Create Authentic, Meaningful Opportunities for Youth Voice

Authentic youth voice emerges from environments where young people feel safe, heard, and respected. Adults can intentionally build these spaces, starting by listening to the young people in the room.

Ask yourself: Do young people have meaningful choice of activities and opportunities in your school, classroom, or program? Do you ask for their input on activities—and are you responsive to their feedback? If you’re not sure, ask the young people how they feel.

Keep in mind that authentic, meaningful student voice is not hosting a one-time panel, asking a single young person to speak on behalf of all their peers, or making young people feel pressured to say whatever the adults in the room want to hear.

Provide Guidance and Scaffolding

Young people need opportunities to practice meaningful decision-making. But throwing the doors of opportunity wide open can be overwhelming for anyone, especially if your students have had few opportunities to exercise voice and choice. Instead of abandoning them to endless possibilities, adults can act as their guide on the side.

Scaffolding is one way to guide young people to develop their decision-making skills over time. By gradually increasing young people’s responsibilities, roles, and challenges, you give them a chance to try something new and feel successful or learn from their mistakes.

Start by providing a level of opportunity and support that’s appropriate for their ability. For example, you might offer kindergartners a choice in that day’s activity. With high school seniors, you might help them choose, plan, and execute a semester-long applied project. Remember, it’s never too early to make young people an active partner in their own learning.

Encourage Self-reflection

Self-reflection is a powerful tool for learning. Including self-reflection activities in our time with youth promotes self-regulated learning and the development of metacognition and executive functions. When youth can practice these skills with our support, they are more likely to continue planning and reflecting as a habit, even without adult support.
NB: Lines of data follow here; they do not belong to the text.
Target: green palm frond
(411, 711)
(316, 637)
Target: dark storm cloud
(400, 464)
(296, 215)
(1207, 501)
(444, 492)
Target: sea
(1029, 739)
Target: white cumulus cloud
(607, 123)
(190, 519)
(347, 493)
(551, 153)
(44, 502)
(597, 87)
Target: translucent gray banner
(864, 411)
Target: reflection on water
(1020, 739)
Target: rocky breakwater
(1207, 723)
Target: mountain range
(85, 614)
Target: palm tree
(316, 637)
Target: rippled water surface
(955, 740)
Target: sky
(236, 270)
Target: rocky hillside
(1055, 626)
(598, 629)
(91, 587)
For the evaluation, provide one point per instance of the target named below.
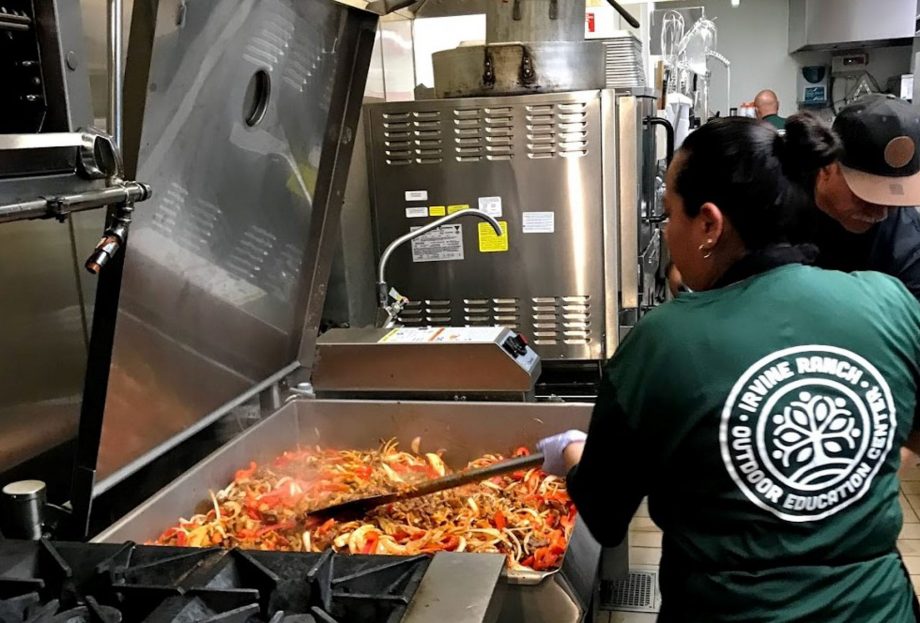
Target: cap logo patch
(899, 152)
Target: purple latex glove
(553, 449)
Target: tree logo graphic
(805, 430)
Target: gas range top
(59, 582)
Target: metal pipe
(421, 231)
(114, 123)
(57, 207)
(37, 208)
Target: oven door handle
(669, 135)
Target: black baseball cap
(881, 140)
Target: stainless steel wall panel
(226, 259)
(542, 155)
(42, 337)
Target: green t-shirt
(763, 421)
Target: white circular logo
(805, 430)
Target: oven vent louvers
(427, 313)
(490, 312)
(561, 320)
(413, 138)
(557, 130)
(483, 134)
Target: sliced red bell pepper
(370, 543)
(243, 474)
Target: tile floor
(645, 540)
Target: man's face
(835, 199)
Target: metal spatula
(361, 506)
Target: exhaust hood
(840, 24)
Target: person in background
(767, 106)
(862, 182)
(765, 408)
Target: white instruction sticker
(468, 335)
(411, 335)
(441, 335)
(539, 222)
(416, 212)
(416, 195)
(443, 244)
(491, 206)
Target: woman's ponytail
(809, 146)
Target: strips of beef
(526, 515)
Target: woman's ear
(711, 222)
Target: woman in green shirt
(760, 414)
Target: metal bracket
(385, 7)
(488, 69)
(528, 74)
(632, 21)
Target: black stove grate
(44, 582)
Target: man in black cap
(865, 177)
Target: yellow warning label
(491, 243)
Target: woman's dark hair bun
(810, 145)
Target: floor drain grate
(637, 592)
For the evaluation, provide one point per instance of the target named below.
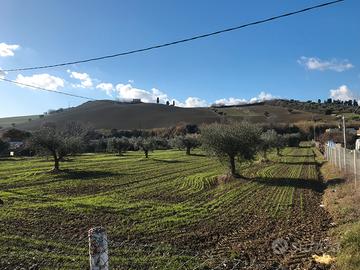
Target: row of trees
(235, 142)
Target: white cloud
(41, 80)
(128, 92)
(343, 93)
(193, 102)
(84, 78)
(230, 101)
(2, 73)
(314, 63)
(107, 87)
(240, 101)
(8, 49)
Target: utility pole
(344, 130)
(314, 128)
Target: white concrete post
(355, 170)
(98, 249)
(344, 159)
(339, 156)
With repeated opportunities to engage in self-reflection, young people develop critical thinking skills that support planning, predicting, and decision-making.

Adults can provide support by modeling self-reflection; asking young people lots of great, open-ended questions; and encouraging them to self-reflect before and after they exercise voice and choice.

Keep Students at the Center

Young people already have a voice—and they have a lot to say. They don’t need adults to “give” them a voice: They need us to provide opportunities for input, relevant choice, and shared leadership. When adults offer meaningful support; provide increasing challenges, roles, and responsibilities; and know when to step up or step back and get out of the way, young people can develop the skills that they need to become independent, engaged, and empowered citizens.

When you combine these elements together, you begin to build a wonderful environment where young people can flourish — because they have what they need to thrive.